Halliburton was a Dallas-based oil-well supply company. I suspect that the merger that created today’s Halliburton was actually a takeover of Halliburton by (Kellogg) Brown and Root.
Dresser Industries?
Is/used to be a front company for the CIA – Bush Senior had his first private sector (wink, wink) job with them
What’s the skinny on Cheney’s deferred options (or whatever they are)? Didn’t he supposedly agree to turn them over to charity?

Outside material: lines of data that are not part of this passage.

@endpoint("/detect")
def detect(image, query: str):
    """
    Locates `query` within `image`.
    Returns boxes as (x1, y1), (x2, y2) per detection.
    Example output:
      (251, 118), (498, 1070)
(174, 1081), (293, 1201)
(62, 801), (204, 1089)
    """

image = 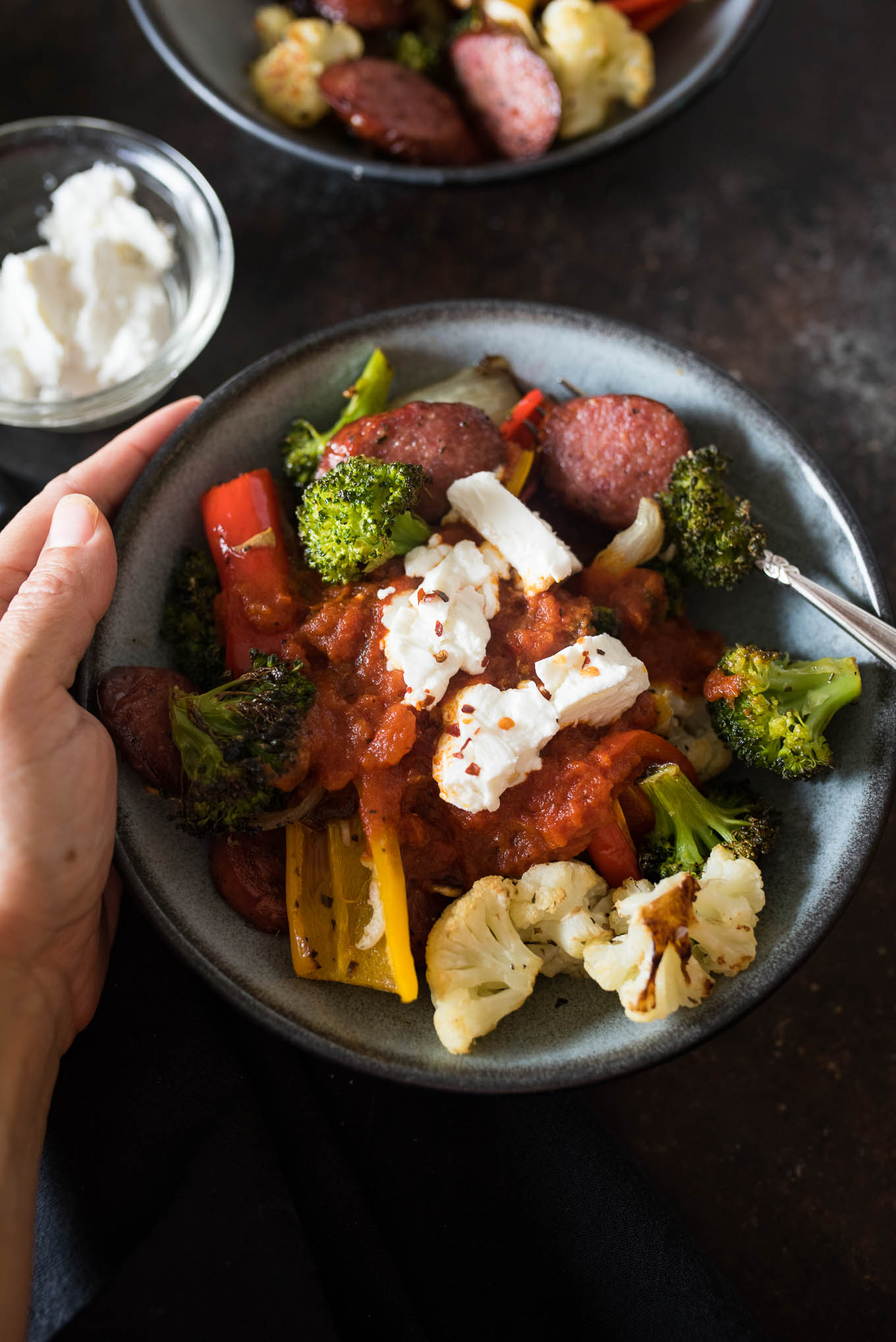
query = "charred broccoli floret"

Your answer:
(296, 457), (432, 582)
(391, 28), (441, 75)
(658, 447), (768, 588)
(589, 605), (620, 639)
(281, 349), (391, 490)
(638, 764), (778, 880)
(169, 654), (314, 833)
(710, 644), (861, 778)
(162, 550), (224, 690)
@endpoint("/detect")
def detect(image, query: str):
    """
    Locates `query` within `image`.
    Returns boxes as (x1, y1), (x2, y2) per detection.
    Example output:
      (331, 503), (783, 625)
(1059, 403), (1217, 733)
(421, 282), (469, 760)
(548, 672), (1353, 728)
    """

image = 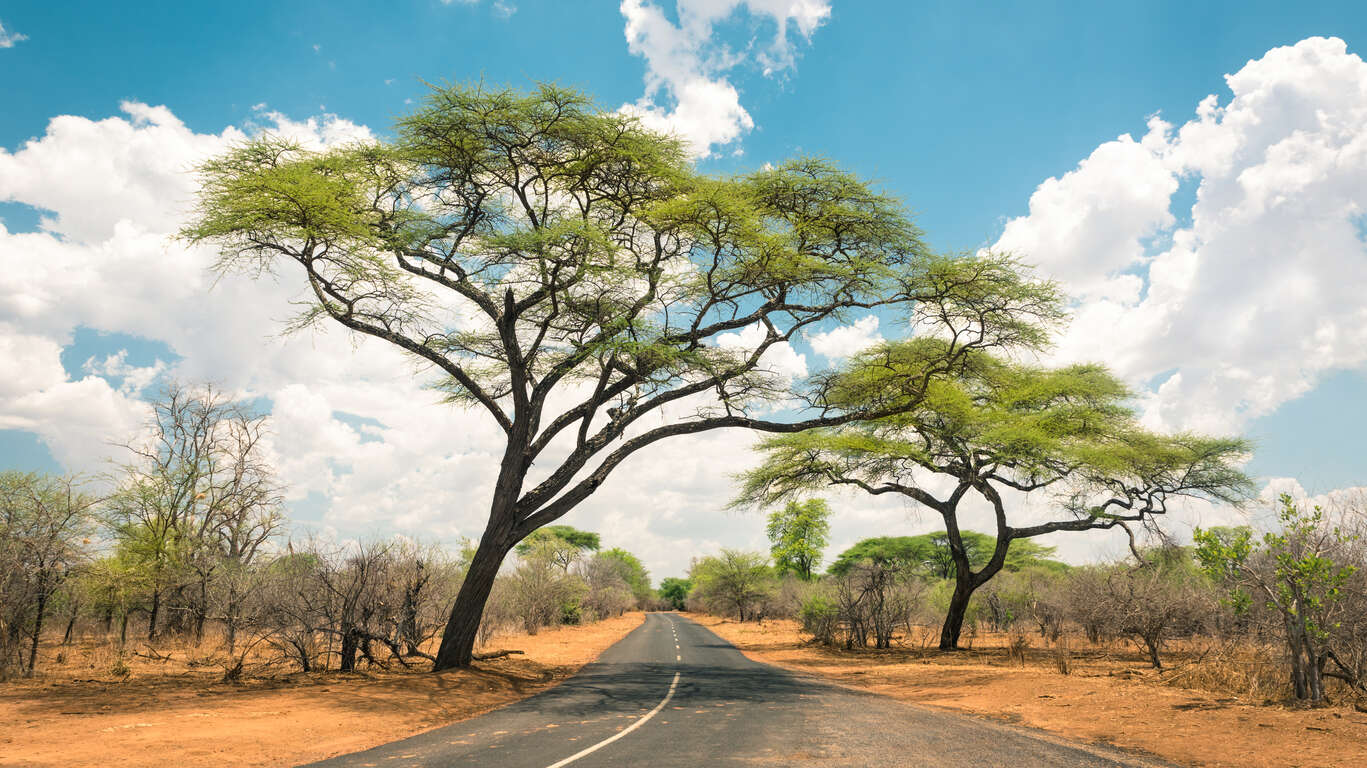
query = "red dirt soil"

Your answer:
(0, 612), (644, 768)
(690, 615), (1367, 768)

It’s been a while since I’ve read about this, but my recollection is that the details of this arrangement do not match Cheney’s public statements… in other words, he could be profiting from his actions as VP.
This is important, because it’s not a priori a conflict of interest for him to receive income from Halliburton now.
PS congratulations to Robert Greenwald and thanks to everyone who contributed to his documentary fund for Iraq for Sale: The War Profiteers. They reached their $300,000 goal. Now that is one movie I am going to be standing in line to see.
markfromireland — I couldn’t agree more. Wait ’til you see late nite ;)
Nutcrackers;I love it!
What the Bush administration war profiteering scandal needs is a good, catchy name, that average people can relate to. Preferably one not ending in the syllable “gate,” because there have already been too many of those.
Bush Senior ran Zapata Petroleum – which coincidently was the code name for the Bay of Pigs – Operation Zapata.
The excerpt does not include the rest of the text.